GöteborgsOperans Danskompani – Skid de Damien Jalet
La GöteborgsOperans Danskompani est en tournée mondiale avec Skid de Damien Jalet et s’est arrêtée à Paris sur la scène du Théâtre de Chaillot. Le chorégraphe franco-belge a imaginé un dispositif inédit : un plan incliné à 34° comme un vaste toboggan sur lequel évoluent durant 45 minutes 17 danseurs et danseurs de la compagnie suédoise. Un défi permanent à la gravité lancé par Damien Jamet à cette troupe d’exception pour un spectacle d’une beauté sidérale qui offre une métaphore miniature de l’humanité. Du grand art !
Damien Jalet est fasciné par la gravité tout comme il l’est pas la nature. Avec le rite japonais Onbashira, il a trouvé une source d’inspiration féconde. Tous les six ans près du Lac Suwa, des hommes grimpent sur des troncs d’arbre pour les faire dévaler la montagne. Une mise en danger qui peut être mortelle mais que le chorégraphe a transcendé dans son travail. Ce fut tout d’abord Thr(o)ugh qu’il créât pour le Hessisches Staatsballett en 2016. Damien Jalet avait centré cette première pièce sur un cylindre de six mètres qui figurait un tronc d’arbre. Pour Skid créé l’année suivante, il questionne davantage encore cette question de la gravité et de la manière dont elle interfère avec la danse, avec à la clé dune question fondamentale : qu’est ce qui crée le mouvement ? La danse ou la gravité ?

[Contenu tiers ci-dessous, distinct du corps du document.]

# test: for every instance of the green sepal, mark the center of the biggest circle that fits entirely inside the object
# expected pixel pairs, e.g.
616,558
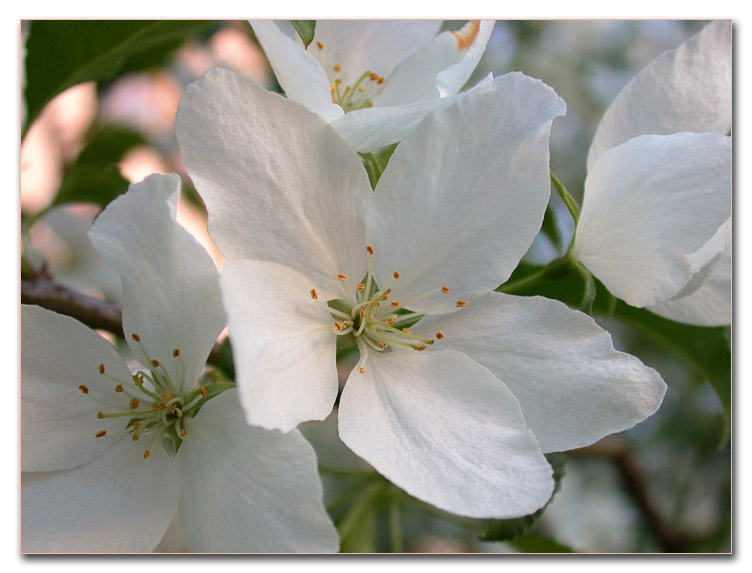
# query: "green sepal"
505,529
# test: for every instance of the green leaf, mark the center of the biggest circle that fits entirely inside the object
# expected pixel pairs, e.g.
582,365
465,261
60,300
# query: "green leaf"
63,53
91,183
109,144
534,543
505,529
306,29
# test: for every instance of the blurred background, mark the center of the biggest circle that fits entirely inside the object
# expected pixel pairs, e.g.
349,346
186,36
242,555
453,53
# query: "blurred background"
664,486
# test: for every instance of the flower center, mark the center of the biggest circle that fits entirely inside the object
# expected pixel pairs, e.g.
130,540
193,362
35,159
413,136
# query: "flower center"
152,403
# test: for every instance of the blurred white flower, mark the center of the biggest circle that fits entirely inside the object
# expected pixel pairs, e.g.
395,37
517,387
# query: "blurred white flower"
458,408
110,456
655,220
374,81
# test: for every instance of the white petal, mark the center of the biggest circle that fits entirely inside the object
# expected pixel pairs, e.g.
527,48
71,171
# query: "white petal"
373,128
710,304
463,197
368,45
298,73
59,422
649,203
440,68
117,503
245,489
688,89
171,296
278,183
283,344
447,431
574,388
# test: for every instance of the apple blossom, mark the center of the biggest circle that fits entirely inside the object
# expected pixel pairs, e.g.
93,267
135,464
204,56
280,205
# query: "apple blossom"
374,81
655,220
459,390
111,457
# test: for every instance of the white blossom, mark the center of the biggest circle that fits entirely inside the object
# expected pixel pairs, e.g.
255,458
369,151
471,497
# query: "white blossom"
655,224
111,457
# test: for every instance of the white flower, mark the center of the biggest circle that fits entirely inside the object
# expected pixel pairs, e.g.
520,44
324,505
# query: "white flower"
96,475
374,81
496,380
655,221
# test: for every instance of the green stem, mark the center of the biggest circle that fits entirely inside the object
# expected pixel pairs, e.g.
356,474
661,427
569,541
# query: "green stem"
569,201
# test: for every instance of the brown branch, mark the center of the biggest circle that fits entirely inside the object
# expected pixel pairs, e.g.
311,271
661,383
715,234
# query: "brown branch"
92,312
617,451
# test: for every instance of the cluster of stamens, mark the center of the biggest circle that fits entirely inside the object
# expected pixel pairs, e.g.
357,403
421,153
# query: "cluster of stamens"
360,94
378,322
151,401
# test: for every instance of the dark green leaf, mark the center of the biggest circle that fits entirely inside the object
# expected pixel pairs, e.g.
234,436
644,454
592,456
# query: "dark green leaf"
306,29
91,183
63,53
504,529
534,543
109,145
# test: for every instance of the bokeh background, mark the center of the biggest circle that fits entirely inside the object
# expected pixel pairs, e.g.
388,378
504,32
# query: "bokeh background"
664,486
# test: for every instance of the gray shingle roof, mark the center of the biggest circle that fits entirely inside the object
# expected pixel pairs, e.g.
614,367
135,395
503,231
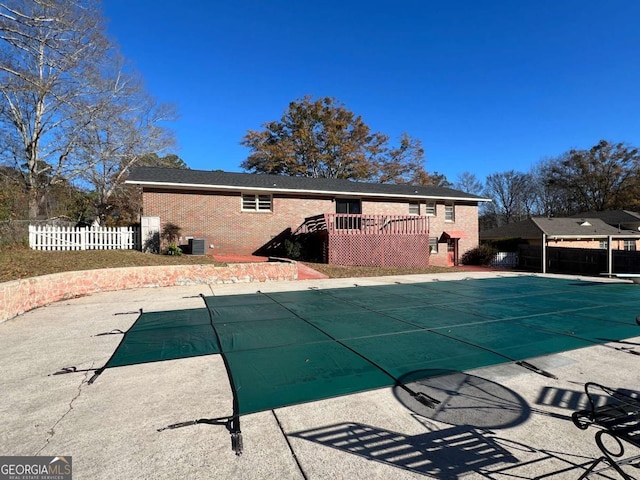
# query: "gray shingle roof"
154,176
533,228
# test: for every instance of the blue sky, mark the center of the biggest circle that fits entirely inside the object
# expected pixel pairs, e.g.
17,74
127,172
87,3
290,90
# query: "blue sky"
488,86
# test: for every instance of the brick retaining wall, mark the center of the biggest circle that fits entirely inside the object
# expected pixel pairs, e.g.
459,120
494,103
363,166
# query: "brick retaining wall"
20,296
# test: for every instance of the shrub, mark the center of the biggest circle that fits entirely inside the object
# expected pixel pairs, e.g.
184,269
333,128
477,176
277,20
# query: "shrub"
173,249
481,255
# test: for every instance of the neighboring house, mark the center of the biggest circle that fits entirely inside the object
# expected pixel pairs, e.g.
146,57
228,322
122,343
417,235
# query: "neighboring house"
622,219
568,232
241,213
596,247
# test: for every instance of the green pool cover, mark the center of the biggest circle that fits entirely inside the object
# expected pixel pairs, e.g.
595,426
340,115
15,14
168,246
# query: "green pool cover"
286,348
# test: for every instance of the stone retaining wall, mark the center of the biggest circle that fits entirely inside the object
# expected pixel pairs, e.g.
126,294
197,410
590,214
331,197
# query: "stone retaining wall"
20,296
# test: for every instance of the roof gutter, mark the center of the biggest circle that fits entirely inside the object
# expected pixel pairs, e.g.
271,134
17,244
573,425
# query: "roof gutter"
196,186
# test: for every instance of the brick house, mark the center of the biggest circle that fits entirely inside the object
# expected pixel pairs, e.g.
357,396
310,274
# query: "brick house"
359,223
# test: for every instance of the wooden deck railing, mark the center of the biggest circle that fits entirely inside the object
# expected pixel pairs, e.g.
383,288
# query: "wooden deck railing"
353,224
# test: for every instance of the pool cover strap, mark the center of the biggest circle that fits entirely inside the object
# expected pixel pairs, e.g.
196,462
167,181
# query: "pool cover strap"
419,396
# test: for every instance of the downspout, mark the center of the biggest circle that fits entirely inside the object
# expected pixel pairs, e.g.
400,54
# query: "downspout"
610,255
544,253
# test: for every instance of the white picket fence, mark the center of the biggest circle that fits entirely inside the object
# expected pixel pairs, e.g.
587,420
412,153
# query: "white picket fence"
48,237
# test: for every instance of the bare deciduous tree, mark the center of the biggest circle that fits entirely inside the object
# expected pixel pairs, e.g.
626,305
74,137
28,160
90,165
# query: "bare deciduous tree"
66,102
511,195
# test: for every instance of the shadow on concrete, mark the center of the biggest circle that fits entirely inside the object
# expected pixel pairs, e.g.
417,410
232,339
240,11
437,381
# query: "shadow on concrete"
465,400
574,399
444,454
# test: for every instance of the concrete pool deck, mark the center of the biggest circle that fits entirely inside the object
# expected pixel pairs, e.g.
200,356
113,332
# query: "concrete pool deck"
502,422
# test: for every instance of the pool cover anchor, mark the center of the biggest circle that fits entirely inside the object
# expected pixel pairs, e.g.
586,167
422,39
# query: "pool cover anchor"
231,423
423,398
537,370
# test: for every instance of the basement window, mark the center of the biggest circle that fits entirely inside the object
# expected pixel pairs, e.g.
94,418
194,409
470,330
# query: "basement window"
449,213
256,203
433,245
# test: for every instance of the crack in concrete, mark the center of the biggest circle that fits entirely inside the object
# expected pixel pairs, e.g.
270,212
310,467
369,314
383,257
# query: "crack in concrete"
52,430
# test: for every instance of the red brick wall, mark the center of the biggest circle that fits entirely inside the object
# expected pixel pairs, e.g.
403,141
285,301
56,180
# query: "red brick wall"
217,217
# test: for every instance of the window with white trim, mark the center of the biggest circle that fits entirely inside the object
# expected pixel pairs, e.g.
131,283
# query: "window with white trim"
433,245
430,209
449,213
256,203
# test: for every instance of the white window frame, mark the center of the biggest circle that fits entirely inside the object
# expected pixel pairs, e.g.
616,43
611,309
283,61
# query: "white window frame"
450,212
433,245
430,209
256,202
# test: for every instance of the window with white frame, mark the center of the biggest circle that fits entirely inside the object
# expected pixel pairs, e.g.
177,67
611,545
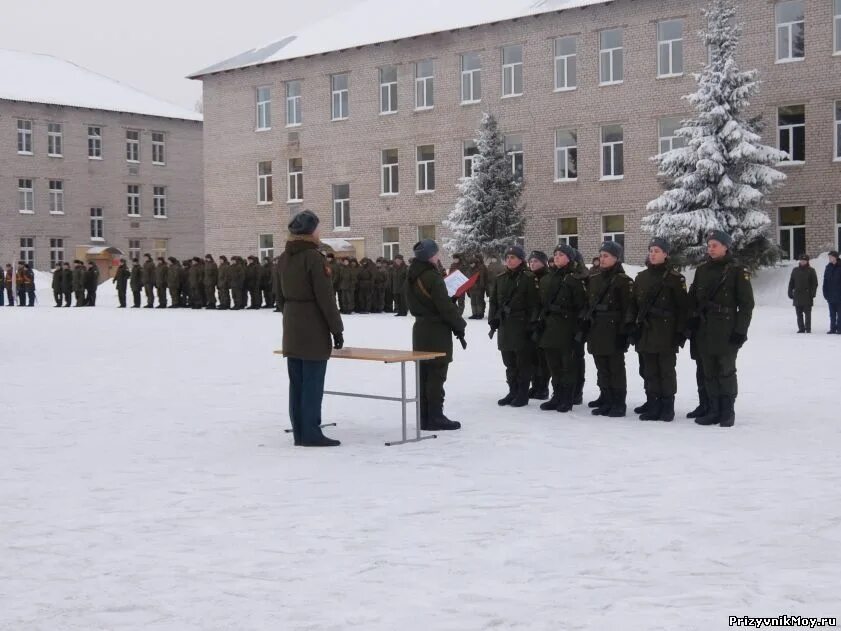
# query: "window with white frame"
567,228
566,155
158,148
132,146
56,197
26,196
611,57
24,137
791,30
296,180
264,108
566,62
426,168
293,103
390,172
95,143
613,229
265,195
159,201
424,85
133,200
471,78
341,96
341,206
512,70
613,152
55,140
97,228
388,90
670,48
391,243
791,125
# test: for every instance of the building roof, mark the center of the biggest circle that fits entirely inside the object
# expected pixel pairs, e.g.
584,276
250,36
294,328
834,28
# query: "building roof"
377,21
36,78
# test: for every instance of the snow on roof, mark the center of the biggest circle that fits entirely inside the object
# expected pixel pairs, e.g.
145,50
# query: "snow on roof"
376,21
36,78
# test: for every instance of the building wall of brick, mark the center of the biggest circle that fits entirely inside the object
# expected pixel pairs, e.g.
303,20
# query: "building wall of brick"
348,152
100,183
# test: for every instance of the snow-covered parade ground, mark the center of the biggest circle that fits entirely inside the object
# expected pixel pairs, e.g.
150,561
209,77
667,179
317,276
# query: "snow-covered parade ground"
146,484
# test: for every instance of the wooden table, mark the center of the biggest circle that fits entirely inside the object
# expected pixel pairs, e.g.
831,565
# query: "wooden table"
389,357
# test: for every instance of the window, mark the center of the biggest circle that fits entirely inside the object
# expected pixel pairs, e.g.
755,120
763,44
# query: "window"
293,103
670,48
471,78
391,242
264,183
25,137
264,108
26,196
56,197
133,200
426,168
469,151
611,57
514,151
388,90
568,231
159,201
296,180
566,155
565,63
424,85
55,140
793,231
132,146
97,233
613,229
158,148
613,159
56,252
791,125
341,206
667,130
512,70
391,176
791,34
95,143
341,96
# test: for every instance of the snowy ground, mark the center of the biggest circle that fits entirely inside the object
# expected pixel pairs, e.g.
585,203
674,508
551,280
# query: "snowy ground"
146,483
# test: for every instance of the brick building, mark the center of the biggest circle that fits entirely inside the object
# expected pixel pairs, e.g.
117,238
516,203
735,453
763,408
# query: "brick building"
367,117
89,166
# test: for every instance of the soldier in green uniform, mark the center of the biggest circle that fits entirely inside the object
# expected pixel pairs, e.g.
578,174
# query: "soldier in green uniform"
514,312
436,322
562,296
608,301
657,319
721,304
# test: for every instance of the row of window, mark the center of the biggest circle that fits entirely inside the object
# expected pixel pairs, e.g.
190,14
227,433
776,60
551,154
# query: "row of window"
56,190
790,46
55,142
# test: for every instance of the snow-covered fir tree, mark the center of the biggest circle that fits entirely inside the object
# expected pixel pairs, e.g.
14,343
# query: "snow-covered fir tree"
488,216
721,178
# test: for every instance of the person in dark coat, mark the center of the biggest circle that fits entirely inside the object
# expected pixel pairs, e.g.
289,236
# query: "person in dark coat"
832,291
802,289
312,327
436,322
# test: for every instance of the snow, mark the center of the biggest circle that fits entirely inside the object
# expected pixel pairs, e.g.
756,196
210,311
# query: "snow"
147,484
377,21
36,78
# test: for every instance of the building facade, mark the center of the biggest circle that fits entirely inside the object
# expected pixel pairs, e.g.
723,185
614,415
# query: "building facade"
374,138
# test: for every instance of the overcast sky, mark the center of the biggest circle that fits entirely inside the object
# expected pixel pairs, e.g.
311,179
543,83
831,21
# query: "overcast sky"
153,44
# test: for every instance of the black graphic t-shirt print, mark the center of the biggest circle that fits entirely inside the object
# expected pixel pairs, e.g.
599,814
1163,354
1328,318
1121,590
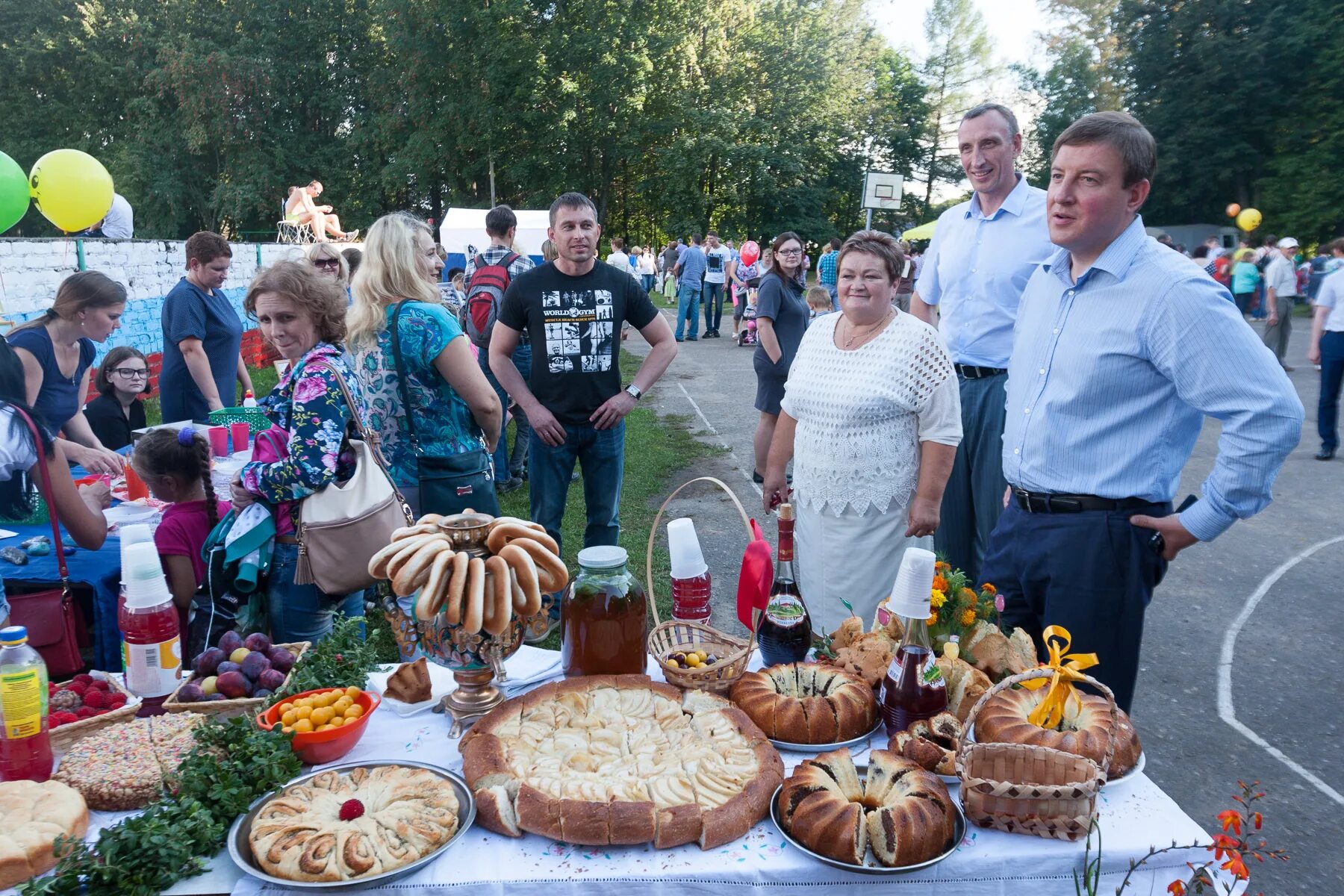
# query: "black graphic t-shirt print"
574,324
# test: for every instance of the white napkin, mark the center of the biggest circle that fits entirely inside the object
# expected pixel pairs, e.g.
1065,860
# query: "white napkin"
526,668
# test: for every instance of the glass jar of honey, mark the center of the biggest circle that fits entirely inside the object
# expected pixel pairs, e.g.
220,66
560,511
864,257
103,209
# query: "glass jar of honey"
604,617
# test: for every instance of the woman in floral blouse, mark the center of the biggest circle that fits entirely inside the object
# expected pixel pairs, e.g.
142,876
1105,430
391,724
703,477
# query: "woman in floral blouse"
456,408
302,314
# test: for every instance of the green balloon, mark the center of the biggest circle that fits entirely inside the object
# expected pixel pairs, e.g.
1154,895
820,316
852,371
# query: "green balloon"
13,193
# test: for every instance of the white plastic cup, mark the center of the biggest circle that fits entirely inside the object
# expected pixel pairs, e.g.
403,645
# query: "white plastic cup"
912,591
685,550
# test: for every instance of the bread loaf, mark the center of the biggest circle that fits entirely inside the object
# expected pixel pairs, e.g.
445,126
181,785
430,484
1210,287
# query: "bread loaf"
902,812
806,703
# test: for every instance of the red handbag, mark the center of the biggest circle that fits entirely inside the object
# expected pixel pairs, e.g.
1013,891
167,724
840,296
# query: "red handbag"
49,615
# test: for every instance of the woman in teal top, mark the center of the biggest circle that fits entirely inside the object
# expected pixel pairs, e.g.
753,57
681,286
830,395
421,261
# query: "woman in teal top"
455,408
1245,277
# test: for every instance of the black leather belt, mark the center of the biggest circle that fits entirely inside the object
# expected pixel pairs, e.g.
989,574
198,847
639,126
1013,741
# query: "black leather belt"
979,373
1048,503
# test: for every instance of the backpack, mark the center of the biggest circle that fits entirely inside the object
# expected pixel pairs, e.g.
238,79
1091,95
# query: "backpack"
484,297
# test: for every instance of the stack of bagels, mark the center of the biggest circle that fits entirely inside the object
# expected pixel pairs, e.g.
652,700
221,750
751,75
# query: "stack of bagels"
477,594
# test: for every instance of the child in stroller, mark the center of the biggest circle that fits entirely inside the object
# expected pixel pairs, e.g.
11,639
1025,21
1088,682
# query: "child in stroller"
746,334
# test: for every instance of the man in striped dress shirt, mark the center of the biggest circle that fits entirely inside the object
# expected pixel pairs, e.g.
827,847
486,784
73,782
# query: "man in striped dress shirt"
1120,351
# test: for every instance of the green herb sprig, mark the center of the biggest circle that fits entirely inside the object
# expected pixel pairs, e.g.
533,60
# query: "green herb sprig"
231,765
340,660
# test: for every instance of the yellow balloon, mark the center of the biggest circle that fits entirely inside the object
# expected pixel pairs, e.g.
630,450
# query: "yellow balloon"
70,188
1249,220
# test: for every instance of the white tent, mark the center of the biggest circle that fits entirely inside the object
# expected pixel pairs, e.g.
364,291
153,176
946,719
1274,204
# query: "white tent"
463,231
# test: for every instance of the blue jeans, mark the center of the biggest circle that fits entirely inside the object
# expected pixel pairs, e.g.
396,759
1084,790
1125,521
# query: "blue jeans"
1332,374
601,454
688,309
302,612
712,296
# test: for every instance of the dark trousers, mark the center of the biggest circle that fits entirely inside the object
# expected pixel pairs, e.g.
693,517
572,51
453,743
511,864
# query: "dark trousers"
1090,573
974,494
1332,374
712,297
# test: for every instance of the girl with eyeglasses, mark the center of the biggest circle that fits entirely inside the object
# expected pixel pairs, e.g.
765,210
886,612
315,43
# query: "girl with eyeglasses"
117,411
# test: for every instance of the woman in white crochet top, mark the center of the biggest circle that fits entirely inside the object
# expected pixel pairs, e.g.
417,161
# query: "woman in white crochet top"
871,418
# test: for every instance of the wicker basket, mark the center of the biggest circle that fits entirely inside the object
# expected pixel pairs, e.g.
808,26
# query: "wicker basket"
682,635
65,736
230,709
1024,788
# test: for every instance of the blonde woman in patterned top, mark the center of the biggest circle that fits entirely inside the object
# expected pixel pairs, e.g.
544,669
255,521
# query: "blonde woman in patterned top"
871,418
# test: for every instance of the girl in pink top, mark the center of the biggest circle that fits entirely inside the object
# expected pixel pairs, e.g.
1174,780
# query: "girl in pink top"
175,465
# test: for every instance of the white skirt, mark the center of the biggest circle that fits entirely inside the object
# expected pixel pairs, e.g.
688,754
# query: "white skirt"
853,556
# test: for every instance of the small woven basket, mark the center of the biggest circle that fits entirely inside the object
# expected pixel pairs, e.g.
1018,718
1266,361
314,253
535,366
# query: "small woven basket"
66,735
1024,788
237,707
682,635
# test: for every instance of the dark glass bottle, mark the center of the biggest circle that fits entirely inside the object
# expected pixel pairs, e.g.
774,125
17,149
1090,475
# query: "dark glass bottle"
785,628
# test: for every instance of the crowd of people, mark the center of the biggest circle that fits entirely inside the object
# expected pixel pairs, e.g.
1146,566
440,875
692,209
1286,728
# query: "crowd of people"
1021,396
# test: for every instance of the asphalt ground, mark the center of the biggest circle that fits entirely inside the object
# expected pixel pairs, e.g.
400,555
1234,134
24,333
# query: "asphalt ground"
1266,594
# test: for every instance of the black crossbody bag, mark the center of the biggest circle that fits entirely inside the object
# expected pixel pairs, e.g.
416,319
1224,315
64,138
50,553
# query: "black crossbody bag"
452,482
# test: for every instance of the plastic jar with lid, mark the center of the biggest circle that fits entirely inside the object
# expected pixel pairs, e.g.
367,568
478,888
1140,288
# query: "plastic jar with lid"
604,617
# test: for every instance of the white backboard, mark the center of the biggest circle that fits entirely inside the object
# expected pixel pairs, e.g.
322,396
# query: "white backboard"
882,190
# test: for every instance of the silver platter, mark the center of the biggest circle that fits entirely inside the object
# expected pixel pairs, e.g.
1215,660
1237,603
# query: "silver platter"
853,742
241,850
959,833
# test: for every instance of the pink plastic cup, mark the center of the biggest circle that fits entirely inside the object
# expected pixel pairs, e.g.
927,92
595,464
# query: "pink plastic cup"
240,435
220,441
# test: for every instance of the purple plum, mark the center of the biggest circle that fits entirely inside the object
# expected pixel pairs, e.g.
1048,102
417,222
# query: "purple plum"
190,694
230,641
257,641
281,659
233,685
270,679
208,662
255,664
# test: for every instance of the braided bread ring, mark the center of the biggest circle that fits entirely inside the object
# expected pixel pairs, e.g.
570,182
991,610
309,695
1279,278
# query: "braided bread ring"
457,588
524,570
475,598
502,535
433,594
551,574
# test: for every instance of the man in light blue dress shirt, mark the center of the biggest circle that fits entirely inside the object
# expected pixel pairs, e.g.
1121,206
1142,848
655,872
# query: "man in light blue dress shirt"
1120,351
981,254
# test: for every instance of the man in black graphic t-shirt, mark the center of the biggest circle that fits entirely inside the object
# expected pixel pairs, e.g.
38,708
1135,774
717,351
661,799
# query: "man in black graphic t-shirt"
574,309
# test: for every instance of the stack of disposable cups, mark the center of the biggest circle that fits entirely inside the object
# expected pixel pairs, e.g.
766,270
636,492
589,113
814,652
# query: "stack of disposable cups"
685,550
912,591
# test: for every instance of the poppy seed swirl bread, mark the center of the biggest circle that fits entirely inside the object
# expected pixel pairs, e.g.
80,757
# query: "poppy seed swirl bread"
806,703
1004,719
900,812
620,759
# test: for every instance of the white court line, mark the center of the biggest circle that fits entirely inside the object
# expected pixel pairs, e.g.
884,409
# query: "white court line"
1225,671
710,426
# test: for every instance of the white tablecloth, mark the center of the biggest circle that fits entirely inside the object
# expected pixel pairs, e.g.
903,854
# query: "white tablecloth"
1133,815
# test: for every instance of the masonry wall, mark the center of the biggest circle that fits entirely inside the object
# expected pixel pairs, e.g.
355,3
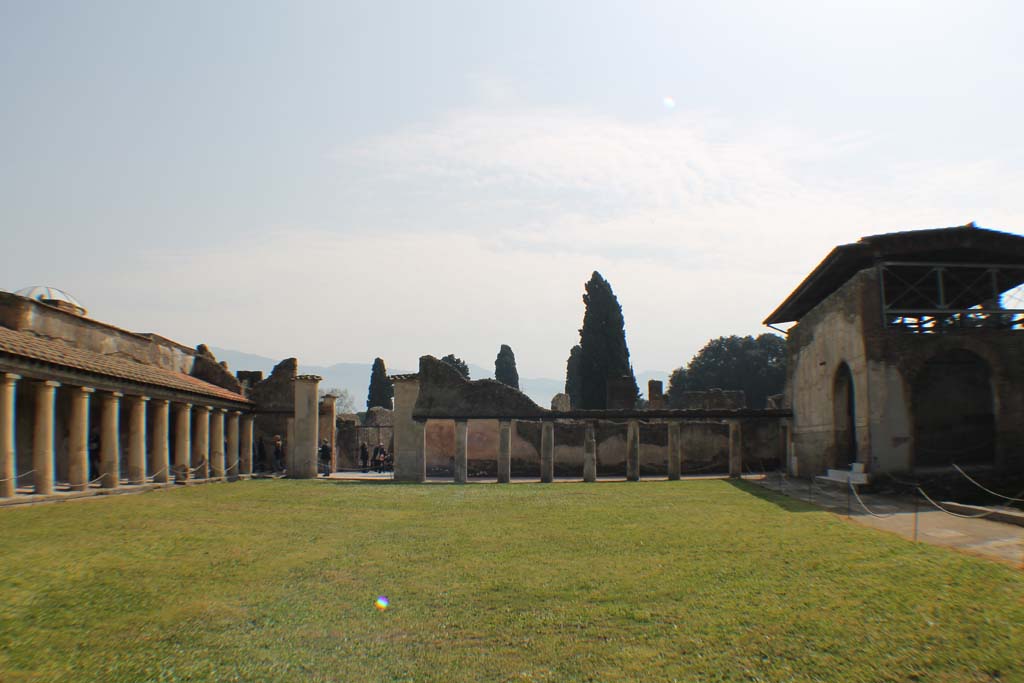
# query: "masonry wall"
706,447
828,335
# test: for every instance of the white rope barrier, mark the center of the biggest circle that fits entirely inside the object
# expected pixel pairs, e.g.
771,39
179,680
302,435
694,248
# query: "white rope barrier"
866,509
987,491
952,514
16,476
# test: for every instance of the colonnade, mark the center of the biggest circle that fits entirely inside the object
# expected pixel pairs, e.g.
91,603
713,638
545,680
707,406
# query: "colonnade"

Le propos ainsi énoncé pourrait paraître trop cérébral. Mais Skid est tout sauf un spectacle désincarné. C’est au contraire une pièce débordante de vie. Elle débute avec lenteur alors qu’apparaît au sommet du plan incliné des jambes, puis le corps et la tête. Un autre corps, un autre danseur et une première glissade où les corps s’engloutissent dans un tréfonds noir que l’on ne voit pas. Cette séquence se répète ad libitum avec de multiples variations à chaque retour en haut du vaste toboggan. Les 17 danseuses et danseurs, tous habillés de manière identique, apprivoisent la gravité, se redresser, bouger seul où à plusieurs. Immanquablement, ces tentatives n’empêcheront pas la chute fatale.
Mais c’est de l’humanité qu’il s’agit ici et de sa propension à dompter les obstacles. Dans une deuxième partie, les danseuses et les danseurs surgissent du trou noir pour escalader le plan incliné. Ils sont alors vêtus de noir et semblent s’être mutés en guerriers. La danse devient fascinante : ils se déplacent en groupe, synchrones, en rythme, capables désormais de vaincre la peur de la chute. Se dessinent alors toutes sortes de figures chorégraphiques où chacun et chacune se doit d’être solidaire pour survivre. La dernière partie est comme une métaphore de la naissance où un danseur emprisonné dans une camisole, réussit à la briser, à en sortir, se redresser et grimper jusqu’au sommet, point d’orgue superbe de Skid.
Les artistes de la GöteborgsOperans Danskompani se sont prêtés avec générosité à ce ballet de l’extrême. « J’ai conçu cette pièce pour cette compagnie parce qu’elle est très organique« , explique Damien Jalet. Ils et elles ont un talent fou et cette compagnie suédoise, que l’on avait vue l’an dernier dans ce même Théâtre de Chaillot, fait partie des troupes d’excellence de danse contemporaine en Europe – la Suède, on le sait, regorge de talents et pas seulement à Stockholm. Skid est un pièce majeure où Damien Jalet a construit comme une métaphore de l’humanité, de la naissance à la mort mais à rebours. Il invente une danse qui parle de métaphysique avec une sensualité de tous les instants, compactant toutes nos émotions.
Skid de Damien Jalet par la GöteborgsOperans Danskompani au Théâtre de Chaillot. Avec Aimilios Aropoglou, Takuya Fujisawa, Emilia Gisladottir, Sabine Groenendijk, Joseba Yerro Izaguirre, Valarija Kuzmica, Emelie Leriche, Pascal Marty, Michael Munoz, Waldean Nelson, Einar Nikkerud, Dorotea Saykaly, Duncan C Schultz, Endre Schumicky, Frida Dam Seidel, Satoko Takahashi et Lee-Yuan Tu. Jeudi 31 janvier 2019. À voir en tournée européenne.